Biometría facial, control en el exterior y nuevos testigos: así se alistan las elecciones de 2026

El Consejo Nacional Electoral (CNE) y la Registraduría Nacional del Estado Civil avanzan en la definición de los ajustes operativos que marcarán las elecciones de 2026, con el objetivo de fortalecer la transparencia, reducir el fraude y evitar la suplantación de votantes en las consultas de marzo y en los comicios legislativos y presidenciales.

Tras concluir las elecciones atípicas en Bucaramanga, donde Cristian Portilla se impuso con 63.317 votos, ambos organismos destacaron el balance positivo de la jornada y la puesta en marcha de los primeros equipos de biometría facial, una herramienta que se extenderá a nivel nacional en los próximos procesos electorales.

Durante los comicios en la capital santandereana, la Registraduría desplegó cerca de 100 equipos de biometría facial en los 88 puestos de votación, con el propósito de disminuir de forma significativa los riesgos de fraude electoral y suplantación de identidad. El registrador nacional, Hernán Penagos, aseguró que se avanza en la implementación de múltiples mecanismos que permitan garantizar la integridad del sistema electoral.

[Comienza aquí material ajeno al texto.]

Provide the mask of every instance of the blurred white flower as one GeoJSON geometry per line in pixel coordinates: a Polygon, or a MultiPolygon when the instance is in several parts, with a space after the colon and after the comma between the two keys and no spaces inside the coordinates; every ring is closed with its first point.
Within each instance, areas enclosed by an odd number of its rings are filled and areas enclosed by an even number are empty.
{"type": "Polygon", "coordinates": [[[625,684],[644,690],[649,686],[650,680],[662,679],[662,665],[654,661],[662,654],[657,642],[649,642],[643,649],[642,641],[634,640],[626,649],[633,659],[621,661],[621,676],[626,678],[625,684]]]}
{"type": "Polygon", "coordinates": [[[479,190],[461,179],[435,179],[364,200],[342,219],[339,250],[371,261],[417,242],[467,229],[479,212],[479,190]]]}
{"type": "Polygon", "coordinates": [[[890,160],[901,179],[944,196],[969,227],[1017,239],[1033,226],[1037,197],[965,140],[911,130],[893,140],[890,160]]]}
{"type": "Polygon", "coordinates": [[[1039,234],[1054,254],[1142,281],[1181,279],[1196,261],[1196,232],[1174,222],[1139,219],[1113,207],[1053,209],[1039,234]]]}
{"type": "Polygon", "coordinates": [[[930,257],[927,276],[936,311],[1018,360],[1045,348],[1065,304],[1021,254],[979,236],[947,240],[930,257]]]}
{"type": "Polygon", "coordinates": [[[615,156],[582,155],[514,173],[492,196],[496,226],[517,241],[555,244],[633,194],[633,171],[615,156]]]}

Penagos explicó que esta tecnología ya ha sido utilizada en 19 elecciones atípicas realizadas en el último año y medio, con resultados satisfactorios, y que para las elecciones de 2026 se proyecta su implementación en cerca de 60.000 mesas de votación, lo que equivale a aproximadamente el 50 % del total habilitado en el país.

Otro de los anuncios clave estuvo relacionado con los procesos de escrutinio y el manejo de resultados en el exterior. Con más de tres millones de colombianos habilitados para votar fuera del país, la Registraduría establecerá un registro diario de votación durante la semana electoral en los cerca de 150 consulados, información que será enviada al cierre de cada jornada.

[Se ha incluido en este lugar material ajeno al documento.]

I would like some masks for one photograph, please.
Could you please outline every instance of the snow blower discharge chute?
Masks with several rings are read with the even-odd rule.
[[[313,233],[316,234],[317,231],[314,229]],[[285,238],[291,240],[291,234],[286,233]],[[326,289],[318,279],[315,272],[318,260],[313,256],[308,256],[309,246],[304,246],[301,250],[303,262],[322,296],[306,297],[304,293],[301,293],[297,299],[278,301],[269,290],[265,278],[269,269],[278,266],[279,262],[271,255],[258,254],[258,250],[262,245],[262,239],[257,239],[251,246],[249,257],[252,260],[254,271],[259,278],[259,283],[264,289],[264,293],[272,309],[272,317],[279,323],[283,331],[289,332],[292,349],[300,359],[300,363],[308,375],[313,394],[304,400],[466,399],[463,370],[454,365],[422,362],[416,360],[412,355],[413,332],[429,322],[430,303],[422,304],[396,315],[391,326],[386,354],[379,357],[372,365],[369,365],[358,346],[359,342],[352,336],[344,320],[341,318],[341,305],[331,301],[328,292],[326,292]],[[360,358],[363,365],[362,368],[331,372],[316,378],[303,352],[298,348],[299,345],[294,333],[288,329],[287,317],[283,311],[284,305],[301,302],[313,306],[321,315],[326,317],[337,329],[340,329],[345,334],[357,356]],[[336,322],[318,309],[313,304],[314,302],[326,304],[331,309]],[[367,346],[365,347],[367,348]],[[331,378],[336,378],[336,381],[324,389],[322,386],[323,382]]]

Esto implica que las votaciones, que se realizarán entre las 8:00 a. m. y las 4:00 p. m., quedarán bajo custodia del órgano electoral de manera diaria. De forma paralela, se habilitarán canales de atención permanentes para denuncias por presuntas irregularidades y un monitoreo continuo a las mesas de votación.

En cuanto a los testigos electorales, el CNE anunció un cambio estructural: a partir de 2026, su capacitación será asumida directamente por este organismo y no por los partidos políticos. El presidente del CNE, Cristian Quiroz, explicó que esta decisión busca mayor neutralidad y control institucional.

La medida se da en un contexto marcado por antecedentes como la sanción por la superación de topes electorales en la campaña presidencial de 2022, donde uno de los gastos no reportados correspondía precisamente a la capacitación de testigos electorales.

Según Quiroz, los colectivos interesados deberán inscribir sus comités de testigos ante el CNE, que una vez avalados, recibirán la formación correspondiente. Para este proceso se destinarán más de 35.000 millones de pesos, con el objetivo de capacitar a cerca de seis millones de personas antes de las elecciones de marzo, mayo y junio de 2026.

Finalmente, las autoridades electorales resaltaron el fortalecimiento de la observación internacional. La Unión Europea anunció que desplegará desde enero una misión de más de 130 observadores, en lo que se proyecta como una de las misiones más amplias de los últimos años.